Damos unos cuantos pasos y nos encontramos, una vez pasado el foco, en plena calle, con el cielo amplio sobre nosotros y la luna y las estrellas iluminando el mundo. Reconocemos enseguida el lugar en el que estamos: en las inmediaciones de la estación de Teruel.
—¿Qué hacíais ahí dentro?
—Hemos venido a cazar fascistas por nuestra cuenta.
—Habéis elegido un buen momento. Por los pelos no os hemos cazado a vosotros.
Reímos. Pero no estamos lo bastante recuperados para reír a gusto.
A lo largo de la calzada del tren hay una fila de falangistas, atados, que nuestros compañeros han sacado de la mina para ponerlos a disposición del comandante. En tierra, cerca de nosotros, vemos unas formas amontonadas, cubiertas con un pedazo de lona.
—¿Y eso?
—Son los cadáveres de los guardias desaparecidos.
Se nos traba la voz y nos cuesta tragar saliva.
—¿Os podemos ayudar en algo?
—No. Lo mejor que podéis hacer es retiraros. Si cuando vuelva el oficial os ve aquí y no le gusta vuestra idea, lo pasaréis muy mal.
—Muy bien. Salud. Y muchas gracias, camarada.
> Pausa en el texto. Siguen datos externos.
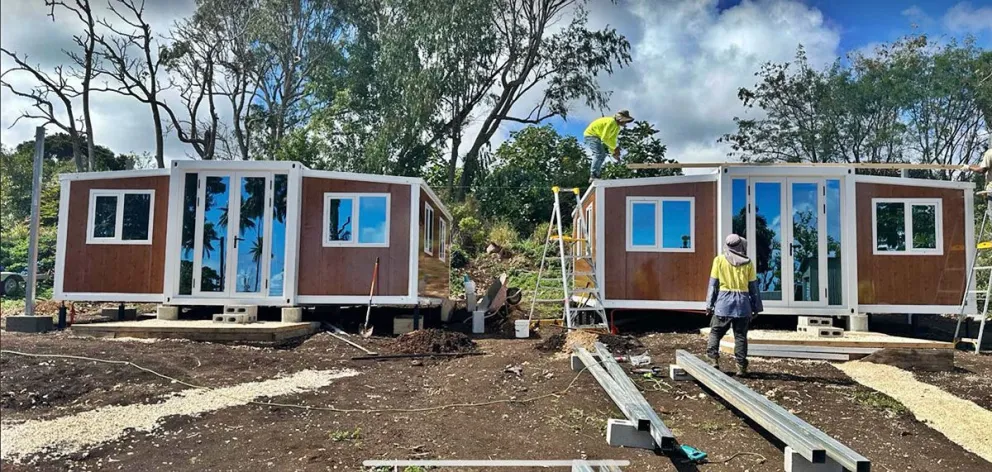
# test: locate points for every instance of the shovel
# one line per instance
(366, 329)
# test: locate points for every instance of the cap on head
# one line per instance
(623, 116)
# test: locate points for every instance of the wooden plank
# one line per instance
(863, 165)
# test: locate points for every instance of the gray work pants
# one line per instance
(719, 326)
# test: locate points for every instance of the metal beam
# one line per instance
(814, 445)
(625, 395)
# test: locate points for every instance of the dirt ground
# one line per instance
(567, 426)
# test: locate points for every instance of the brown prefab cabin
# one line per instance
(825, 240)
(250, 233)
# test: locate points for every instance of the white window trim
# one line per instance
(442, 250)
(356, 211)
(658, 202)
(908, 226)
(119, 217)
(428, 229)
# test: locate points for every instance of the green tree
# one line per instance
(518, 187)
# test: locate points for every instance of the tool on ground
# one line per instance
(693, 454)
(984, 235)
(366, 329)
(572, 273)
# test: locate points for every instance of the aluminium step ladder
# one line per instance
(973, 276)
(575, 285)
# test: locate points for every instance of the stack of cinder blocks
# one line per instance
(821, 326)
(239, 314)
Emprenden la subida hacia la ciudad sin decir nada, mustios. En la parte alta de algunas casas cercanas a la estación flamean pequeños incendios que hacen que parezca que los pisos continúan habitados.
Antes de entrar en Teruel, el madrileño se gira hacia la estación.
—Si tardamos un momento más en darnos cuenta del error, les lanzo una bomba que ni los ángeles del cielo habrían llegado a tiempo.